Sidekick AI is a goal-driven, self-evaluating AI agent designed to work like a real co-worker — not a chatbot.
It was built to solve a core limitation of modern LLMs: they generate answers, but they don’t complete work reliably.
Sidekick focuses on finishing tasks, validating results, and iterating until success.
Even in the era of powerful LLMs:
- Responses are often one-shot
- Errors go unchecked
- Users must manually say “retry”, “fix this”, “go deeper”

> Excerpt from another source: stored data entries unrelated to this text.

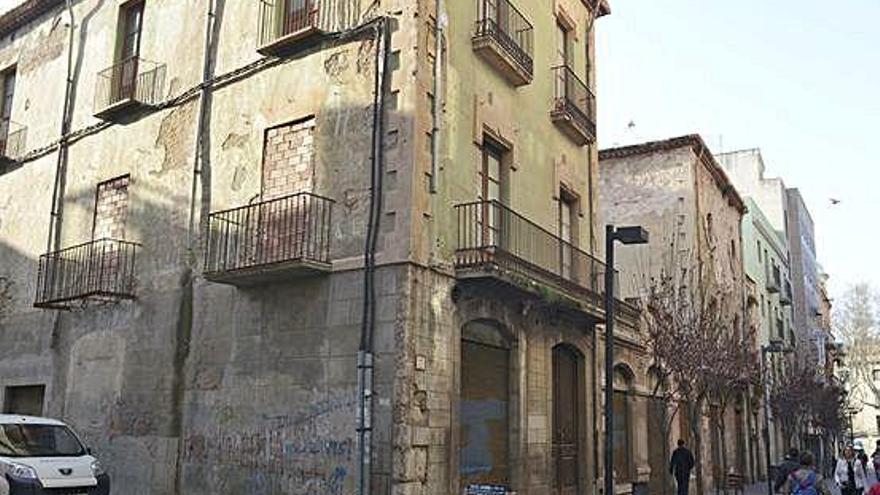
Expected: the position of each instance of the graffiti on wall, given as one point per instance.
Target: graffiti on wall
(310, 451)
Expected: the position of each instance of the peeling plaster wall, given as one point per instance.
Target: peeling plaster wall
(194, 374)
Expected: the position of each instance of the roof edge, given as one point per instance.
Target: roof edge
(694, 142)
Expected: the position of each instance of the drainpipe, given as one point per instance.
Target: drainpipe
(54, 239)
(201, 155)
(368, 325)
(440, 21)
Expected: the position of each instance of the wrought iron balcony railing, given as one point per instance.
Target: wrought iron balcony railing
(132, 81)
(492, 236)
(574, 106)
(254, 242)
(283, 21)
(101, 270)
(505, 37)
(13, 140)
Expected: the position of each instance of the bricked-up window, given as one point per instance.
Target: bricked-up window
(25, 400)
(289, 159)
(563, 43)
(111, 209)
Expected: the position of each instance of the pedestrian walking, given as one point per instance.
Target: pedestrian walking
(850, 474)
(790, 464)
(805, 480)
(680, 467)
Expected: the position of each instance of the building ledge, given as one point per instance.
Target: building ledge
(274, 272)
(283, 45)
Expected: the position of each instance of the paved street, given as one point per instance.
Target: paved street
(761, 489)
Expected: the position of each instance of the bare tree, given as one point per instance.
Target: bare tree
(856, 323)
(694, 333)
(801, 398)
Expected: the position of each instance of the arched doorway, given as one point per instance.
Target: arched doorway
(659, 433)
(484, 406)
(568, 412)
(621, 434)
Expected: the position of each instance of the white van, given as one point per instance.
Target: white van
(40, 456)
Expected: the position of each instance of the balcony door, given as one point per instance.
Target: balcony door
(491, 193)
(295, 15)
(8, 79)
(567, 233)
(125, 74)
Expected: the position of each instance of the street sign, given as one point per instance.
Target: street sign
(486, 490)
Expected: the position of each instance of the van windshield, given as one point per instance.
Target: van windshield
(27, 440)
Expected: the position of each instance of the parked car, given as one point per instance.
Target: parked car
(41, 456)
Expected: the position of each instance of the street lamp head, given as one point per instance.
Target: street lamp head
(631, 235)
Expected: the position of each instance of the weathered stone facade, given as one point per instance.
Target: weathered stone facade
(677, 191)
(230, 363)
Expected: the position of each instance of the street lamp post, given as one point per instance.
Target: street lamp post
(775, 346)
(625, 235)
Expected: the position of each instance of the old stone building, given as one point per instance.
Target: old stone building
(310, 247)
(675, 189)
(766, 258)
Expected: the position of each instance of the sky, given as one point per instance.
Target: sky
(798, 79)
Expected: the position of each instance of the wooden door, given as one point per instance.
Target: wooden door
(566, 415)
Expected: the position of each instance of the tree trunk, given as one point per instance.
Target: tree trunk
(722, 430)
(695, 418)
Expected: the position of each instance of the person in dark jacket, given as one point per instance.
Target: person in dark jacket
(680, 466)
(790, 464)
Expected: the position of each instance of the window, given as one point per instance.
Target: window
(563, 44)
(491, 191)
(132, 17)
(26, 400)
(289, 159)
(111, 209)
(621, 432)
(484, 406)
(567, 230)
(124, 73)
(8, 80)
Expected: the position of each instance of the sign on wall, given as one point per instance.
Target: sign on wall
(486, 490)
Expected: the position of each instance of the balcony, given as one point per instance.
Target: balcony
(774, 280)
(503, 38)
(13, 142)
(497, 244)
(276, 239)
(574, 106)
(100, 270)
(127, 85)
(285, 22)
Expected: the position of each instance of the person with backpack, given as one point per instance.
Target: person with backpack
(850, 474)
(790, 464)
(680, 466)
(806, 480)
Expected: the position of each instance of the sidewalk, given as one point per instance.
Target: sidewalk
(761, 489)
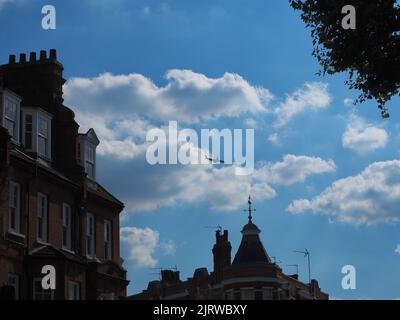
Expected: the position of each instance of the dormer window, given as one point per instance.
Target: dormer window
(90, 160)
(86, 152)
(9, 111)
(36, 136)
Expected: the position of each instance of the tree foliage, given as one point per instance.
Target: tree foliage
(370, 53)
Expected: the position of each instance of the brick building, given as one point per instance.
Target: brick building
(52, 209)
(252, 275)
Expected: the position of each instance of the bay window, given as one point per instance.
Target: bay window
(86, 152)
(90, 160)
(10, 114)
(36, 137)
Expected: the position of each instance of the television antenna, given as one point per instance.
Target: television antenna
(295, 266)
(306, 255)
(214, 161)
(218, 227)
(275, 260)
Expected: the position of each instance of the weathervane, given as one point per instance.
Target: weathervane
(250, 210)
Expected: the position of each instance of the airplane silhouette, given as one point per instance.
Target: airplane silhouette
(214, 160)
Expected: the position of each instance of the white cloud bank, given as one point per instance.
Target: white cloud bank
(142, 244)
(122, 108)
(188, 97)
(145, 188)
(369, 198)
(313, 96)
(362, 137)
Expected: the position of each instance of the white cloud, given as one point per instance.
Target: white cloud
(363, 138)
(348, 102)
(187, 97)
(369, 198)
(313, 96)
(273, 138)
(294, 169)
(169, 247)
(251, 123)
(141, 245)
(143, 187)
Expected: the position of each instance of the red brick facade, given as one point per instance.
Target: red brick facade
(55, 193)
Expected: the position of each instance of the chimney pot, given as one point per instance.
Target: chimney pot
(22, 58)
(11, 59)
(53, 54)
(43, 55)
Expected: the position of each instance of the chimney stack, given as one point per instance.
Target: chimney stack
(53, 54)
(43, 55)
(11, 59)
(22, 58)
(32, 57)
(222, 254)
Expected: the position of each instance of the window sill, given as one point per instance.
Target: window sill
(42, 242)
(68, 250)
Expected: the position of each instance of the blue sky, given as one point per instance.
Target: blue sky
(327, 172)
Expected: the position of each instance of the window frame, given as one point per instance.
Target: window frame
(17, 209)
(44, 222)
(47, 137)
(90, 160)
(74, 285)
(10, 97)
(16, 284)
(90, 235)
(43, 292)
(37, 115)
(67, 226)
(108, 240)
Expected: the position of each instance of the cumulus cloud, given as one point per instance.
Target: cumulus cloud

- Complex tasks require constant supervision
Sidekick was built to:
- Work toward an explicit success criteria
- Use real tools instead of hallucinating
- Evaluate its own output
- Ask for clarification only when genuinely needed
In short:
Less prompting. More completion.
User Input + Success Criteria
↓
Worker LLM (Task Executor)
↓
Tool Usage (Search, Browser, Python, Notion, Files)
↓
Worker LLM (Refinement)
↓
Evaluator LLM (Judges Output)
↓
Done OR Iterate OR Ask User
-
Worker LLM
- Plans and executes tasks
- Decides when to use tools
- Refines responses iteratively
-
Evaluator LLM
- Checks output against success criteria
- Provides structured feedback
- Decides if task is complete or stuck
-
LangGraph
- Controls deterministic agent flow
- Enables retry loops and state handling
-
Tooling Layer
- Playwright (real browsing)
- Web search (fresh data)
- Python REPL (computation)
- Notion (long-term memory)
- File system access
| Traditional Chatbots | Sidekick AI |
|---|---|
| One-shot answers | Iterative task completion |
| Hallucinated browsing | Real browser automation |
| No validation | Self-evaluation loop |
| User-driven retries | Agent-driven refinement |
| Stateless | Persistent memory |
Sidekick behaves like a junior engineer or research assistant, not a text generator.
- Research & note-taking automation
- Knowledge base building (Notion)
- Engineering/debugging workflows
- Data analysis via Python
- Personal AI co-worker
- Long, multi-step tasks with quality control
- Replace evaluator with rule-based checks where possible
- Cache intermediate reasoning and tool outputs
- Use smaller models for evaluation steps
- Parallelize tool calls
- Reduce redundant LLM invocations
- Stream partial results
-
Replace OpenAI with:
- LLaMA / Mistral / Qwen (via vLLM)
- Local inference for private tasks
-
Hybrid routing: small models first, large models only if needed
- Email automation
- Calendar & reminders
- Database / SQL access
- GitHub & Jira integration
- Cloud storage & CRMs
Sidekick AI is not built to talk more — it’s built to work better.
This project represents the shift from LLM chatbots to agentic AI systems designed for real productivity.